Dr. Spitzer Posted August 6, 2007 Posted August 6, 2007 Check out Spitzer's newest press release: Four galaxies are slamming into each other and kicking up billions of stars in one of the largest cosmic smash-ups ever observed. The clashing galaxies, spotted by NASA's Spitzer Space Telescope, will eventually merge into a single, behemoth galaxy up to 10 times as massive as our own Milky Way. This rare sighting provides an unprecedented look at how the most massive galaxies in the universe form. "Most of the galaxy mergers we already knew about are like compact cars crashing together," said Kenneth Rines of the Harvard-Smithsonian Center for Astrophysics, Cambridge, Mass. "What we have here is like four sand trucks smashing together, flinging sand everywhere." Rines is lead author of a new paper accepted for publication in Astrophysical Journal Letters. Here's the rest: http://www.spitzer.caltech.edu/Media/releases/ssc2007-13/release.shtml its really amazing to think of just how MASSIVE this stuff is...

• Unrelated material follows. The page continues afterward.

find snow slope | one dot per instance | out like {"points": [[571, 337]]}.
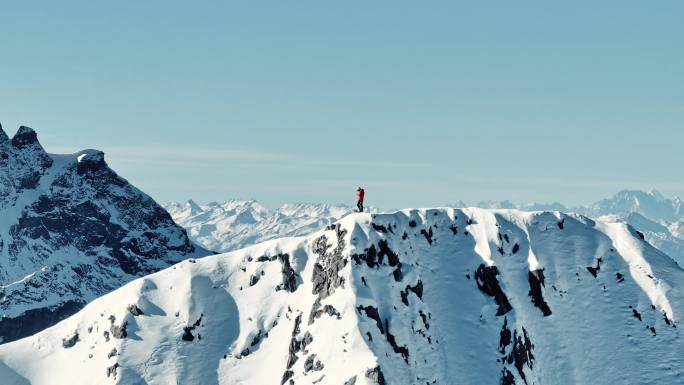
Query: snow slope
{"points": [[239, 223], [71, 230], [421, 296], [660, 219]]}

YT2095 Posted August 6, 2007 Posted August 6, 2007 and yet oddly there`s Nothing on the Nasa site about this?
Martin Posted August 6, 2007 Posted August 6, 2007 Hi Doc and YT. Doc this is very exciting and you are doing a good job digging up news that people can discuss. For my part I thank you, and hopefully others appreciate it too. Sometimes the TECHNICAL JOURNAL article can give clarification and extra info, and here it is. This is what has been accepted for publication by Astrophysical journal Letters. If you want the full PDF, just go here to the abstract and click on PDF. It is FREE. http://arxiv.org/abs/0708.0011 An Extremely Massive Dry Galaxy Merger in a Moderate Redshift Cluster Kenneth Rines (CfA), Rose Finn (Siena), Alexey Vikhlinin (CfA) 5 pages, 2 figures, to appear in ApJL (Submitted on 31 Jul 2007) "Abstract: We have identified perhaps the largest major galaxy merger ever seen. While analysing Spitzer IRAC images of CL0958+4702, an X-ray selected cluster at z=0.39, we discovered an unusual plume of stars extending $\gtrsim$110 kpc outward from the bright central galaxy (BCG). Three galaxies 1-1.5 mag fainter than the BCG lie within 17 kpc (projected) of the BCG and are probably participating in the merger. The plume is detected in all four IRAC channels and at optical wavelengths in images from the WIYN telescope; the surface brightness is remarkably high ($\mu_r\approx$24.8 mag arcsec$^{-2}$ at 50 kpc). The optical and infrared colors are consistent with those of other BCGs, suggesting that the plume is composed of old stars and negligible recent star formation (hence a "dry merger"). The luminosity in the plume is at least equivalent to a 4L^* galaxy. A diffuse halo extending 110 kpc from the BCG in one IRAC image suggests the total amount of diffuse light is L_r\sim 1.3x10^{11}h^{-2} L_sun. A Chandra observation shows an X-ray image and spectrum typical of moderate-mass clusters. We use MMT/Hectospec to measure 905 redshifts in a 1 deg^2 region around the cluster. The velocities of two of the BCG companions indicate a merger timescale for the companion galaxies of $\sim$110 Myr and $\sim$0.5-1 Gyr for the plume. We conclude that the BCG and intracluster light of CL0958 is formed by major mergers at moderate redshifts. After the major merger is complete, CL0958 will likely become a fossil cluster. " All the notational garbage and $ signs will go away if you download the PDF file. It is only the abstract summary that has this unpleasant hard to read mess of symbols.